Baidu to Sell Majority Stake in Its Financial Services Unit

The deal, which is expected to close in the second half of the year, would value Baidu's Financial Services Group at nearly $4 billion.

CapitalWatch Staff
    Apr 30, 2018 1:36 PM  PT
Baidu to Sell Majority Stake in Its Financial Services Unit
author: CapitalWatch Staff   

Chinese internet giant Baidu Inc. (Nasdaq: BIDU) announced Monday that it would sell a majority stake in Baidu Financial Services Group (FSG) for around $1.9 billion to a consortium led by TPG Capital Management LP and Carlyle Group LP, as it looks to further its push into the FinTech industry.

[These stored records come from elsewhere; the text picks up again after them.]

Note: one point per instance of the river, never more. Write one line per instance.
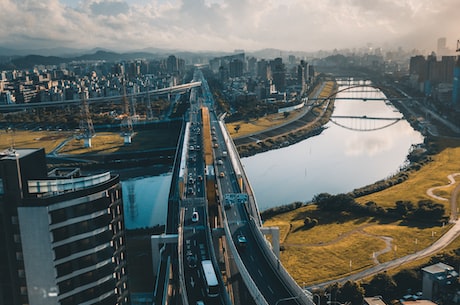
(338, 160)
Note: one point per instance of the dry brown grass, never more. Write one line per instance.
(33, 139)
(430, 175)
(273, 120)
(324, 252)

Under the new planned structure, Baidu would divest a majority equity stake in FSG, which has been renamed Du Xiaoman Financial. Of the $1.9 billion, Du Xiaoman would retain $840 million with the balance of $1.06 billion going to Baidu to purchase its stake, the company said in a statement.

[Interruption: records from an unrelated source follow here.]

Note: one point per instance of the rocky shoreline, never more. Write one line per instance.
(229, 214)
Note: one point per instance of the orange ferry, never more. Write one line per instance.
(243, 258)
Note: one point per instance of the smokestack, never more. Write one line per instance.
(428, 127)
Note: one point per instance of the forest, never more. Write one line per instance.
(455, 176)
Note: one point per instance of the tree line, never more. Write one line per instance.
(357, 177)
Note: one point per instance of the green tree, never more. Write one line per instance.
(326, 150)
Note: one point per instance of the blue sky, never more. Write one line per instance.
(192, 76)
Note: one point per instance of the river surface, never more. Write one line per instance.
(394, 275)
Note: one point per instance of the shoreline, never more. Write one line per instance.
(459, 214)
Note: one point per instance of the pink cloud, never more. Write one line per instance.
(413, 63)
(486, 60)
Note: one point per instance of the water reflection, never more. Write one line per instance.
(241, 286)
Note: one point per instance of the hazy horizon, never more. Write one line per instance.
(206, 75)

"In the coming age of FinTech, Du Xiaoman will leverage the technological capabilities of Baidu AI to partner with financial institutions and provide technology-driven, trustworthy financial services to consumers in China," said Guang Zhu, senior vice president at Baidu and general manager of the current financial services business, who is slated to become CEO of Du Xiaoman.

The deal, which is expected to close in the second half of the year, would value FSG at nearly $4 billion, said one person with direct knowledge of the matter.

"This transaction marks another milestone for Baidu to incubate new businesses with large opportunities and strong synergies with Baidu's core business, on the heels of iQiyi's public listing," said Robin Li, Chairman and CEO of Baidu.

In particular, the investment would give Baidu the firepower it needs to narrow the lead that Alibaba Group Holding Ltd. (NYSE: BABA) and Tencent Holdings Ltd. have taken in financial services, and also to find revenue streams outside its internet search business.

The deal provides foreign investors with a significant indirect stake in a number of lucrative onshore financial service businesses and comes as the government opens up China's financial sector to more foreign investment.

Competition and Opportunity

The Baidu deal also adds to a flurry of fundraising activity by Chinese technology firms, including Ant Financial Services Group and Inc.'s (Nasdaq: JD) finance arm, which are keen to respond to burgeoning demand for digital services, especially in the financial sector.

FSG runs payment system Baidu Wallet, an online credit service and an online wealth management platform. Analysts said it has faced difficulties in building up Baidu Wallet.

Baidu Wallet, which also draws in users for other financial services such as online credit, had 100 million activated accounts as at the end of 2016 - a much smaller customer base than China's top online payment platform Alipay or Tencent-operated WeChat Pay.

"TPG and Carlyle are trying to take a piece of the fintech, payment market in China which is basically a duopoly at the moment by Tencent and Alibaba," said Ryan Roberts, an analyst at Hong Kong-based financial services advisory MCM Partners.

He expected Baidu to focus more on other FinTech services, such as micro loans, robo-advisory and insurance products.

FSG also owns several small financial licenses such as a third-party payment licence and a fund sales license.

Baidu will be left with a roughly 42 percent stake in the spun-off unit. The rest of Du Xiaoman would be owned by the consortium that includes Taikang Group and ABC International Holdings Ltd, Baidu said.

Baidu FSG plans to use part of the proceeds raised to invest in domestic financial institutions as well as to replenish working capital, said the person with knowledge of the matter.